West Johnson, vice president for Wellspring+Stockamp, Huron Consulting Group, headquartered in Chicago, says health systems would do well to adopt a process-manufacturing model to treat patients with similar ailments.
“Every patient has unique needs, but the notion of treating them all as absolutely unique is not going to work,” he says. “The ability for individual physician decision-making will go down, because what today is largely independent will be tightly linked.”
Currently, and for a few years yet, physicians and hospitals bill separately for each piece of service done during a patient’s course of care. But a game-changer is on the horizon, as bundled payment demonstration projects take off. Such a payment would in theory cover all treatments of the episode of care from its inception to 30 days after, says Johnson. “Modeling yourself after the Geisingers is somewhat myopic—those that are already in the clinic model have an early mover advantage in integration between physician hospital operations, but that doesn’t mean they will be the leaders in developing the next generation of clinical protocols that will be effective and efficient,” he says. “Those that have developed protocols over the years can also be pretty hidebound and slow to change.
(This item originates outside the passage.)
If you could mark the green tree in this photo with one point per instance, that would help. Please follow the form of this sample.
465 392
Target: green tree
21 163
You’ll see people who are nimble and will cast aside the prior status quo.”
In addition to its physician-owned medical group, Henry Ford deals heavily with about 2,000 private physicians.
“We’re working hard to create an attractive opportunity so they can be more aligned with us,” Schlichting says. “We want them to have the tools and support activities that our Henry Ford group has.” She and her executive team are exploring the creation of centers of excellence in tertiary and high-tech areas that would involve private physicians.
Though the federal government has not yet specified that hospitals would be in charge of distributing reimbursement under a bundled payment regime, Banner’s Fine is hoping it will be, “because it’s the ideal place in most cases to coordinate care and the most expensive services are provided there.”